In the fall of his senior year, he discovered a pathway: he checked the boxes for DACA and its renewable two-year periods of work permit eligibility. Six months after graduating high school and taking a fast-food job, he received DACA and his life changed. Alejandro regretted that he wasn’t better positioned for college, but he also felt inspired: “‘We risked our lives to come here. I need to squeeze every ounce of opportunity out of this.’”

He has. Alejandro earned soccer and academic scholarships—and three postsecondary degrees. At AU, he researched Latinx day laborers in the DC area.

Reminders of his temporary status remain. In 2017, when a professor broke news to his social theory class of the Trump administration’s plans to end DACA, Alejandro wore a poker face, masking the chill creeping down his spine. The Supreme Court blocked the plan in summer 2020, delivering 700,000 DREAMers living in the US a (narrow) victory and a moment to exhale.
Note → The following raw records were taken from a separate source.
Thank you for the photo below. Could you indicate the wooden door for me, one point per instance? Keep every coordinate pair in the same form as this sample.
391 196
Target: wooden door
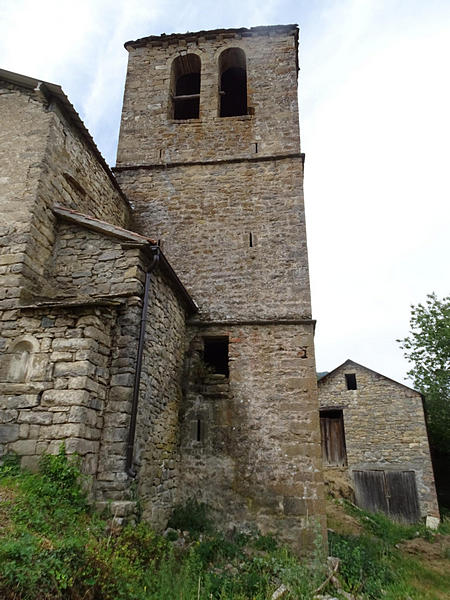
391 492
333 438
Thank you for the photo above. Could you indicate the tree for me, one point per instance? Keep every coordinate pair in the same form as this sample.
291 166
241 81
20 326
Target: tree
428 349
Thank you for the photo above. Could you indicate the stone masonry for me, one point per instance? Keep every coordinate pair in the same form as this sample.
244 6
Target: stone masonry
224 195
384 428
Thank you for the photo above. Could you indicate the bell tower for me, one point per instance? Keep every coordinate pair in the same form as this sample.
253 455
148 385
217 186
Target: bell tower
209 155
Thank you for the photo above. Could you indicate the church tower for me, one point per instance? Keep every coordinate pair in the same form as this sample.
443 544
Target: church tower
209 156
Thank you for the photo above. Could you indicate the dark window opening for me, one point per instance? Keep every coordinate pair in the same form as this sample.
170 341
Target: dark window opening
350 380
185 87
333 437
215 354
233 83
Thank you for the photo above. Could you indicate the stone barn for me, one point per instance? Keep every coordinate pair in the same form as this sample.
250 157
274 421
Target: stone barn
157 318
374 439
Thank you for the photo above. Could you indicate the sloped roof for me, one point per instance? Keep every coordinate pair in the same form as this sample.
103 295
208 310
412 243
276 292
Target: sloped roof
105 228
350 362
173 38
50 91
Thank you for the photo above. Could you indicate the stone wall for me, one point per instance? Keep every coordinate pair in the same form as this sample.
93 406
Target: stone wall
68 367
384 426
148 135
225 198
156 442
23 142
85 264
205 215
53 381
257 462
46 160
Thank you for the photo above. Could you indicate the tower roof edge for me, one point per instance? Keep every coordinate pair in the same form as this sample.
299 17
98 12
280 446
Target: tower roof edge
174 38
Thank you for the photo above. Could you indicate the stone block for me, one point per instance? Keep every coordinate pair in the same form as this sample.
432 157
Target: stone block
35 417
9 433
21 401
294 506
74 369
24 447
54 398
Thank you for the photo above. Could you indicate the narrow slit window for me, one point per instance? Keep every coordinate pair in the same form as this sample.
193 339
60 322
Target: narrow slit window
350 380
215 355
233 83
185 87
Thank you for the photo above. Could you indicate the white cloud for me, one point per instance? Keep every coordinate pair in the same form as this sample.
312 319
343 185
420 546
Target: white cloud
374 97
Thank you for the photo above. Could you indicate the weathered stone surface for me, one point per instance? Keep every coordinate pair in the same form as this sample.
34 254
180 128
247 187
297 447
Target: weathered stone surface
384 427
231 221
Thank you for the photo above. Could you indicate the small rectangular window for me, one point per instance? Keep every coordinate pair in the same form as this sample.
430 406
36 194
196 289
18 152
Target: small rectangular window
215 354
350 380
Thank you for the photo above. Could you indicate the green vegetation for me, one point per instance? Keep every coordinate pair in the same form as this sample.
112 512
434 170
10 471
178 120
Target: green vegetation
428 348
53 546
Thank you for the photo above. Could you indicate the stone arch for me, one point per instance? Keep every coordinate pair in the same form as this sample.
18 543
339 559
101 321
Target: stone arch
21 353
185 75
232 82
Amid a pivotal Supreme Court decision, Assad, AU Dream’s first supervising attorney, helped Alejandro renew his DACA status. He likens himself to a perplexed Tom Hanks with a lighter at the end of Cast Away—grateful, but unaccustomed to the luxury of assistance.

“The hard times make you appreciative,” he says. “That water isn’t going to be sweet unless you’ve been thirsty.”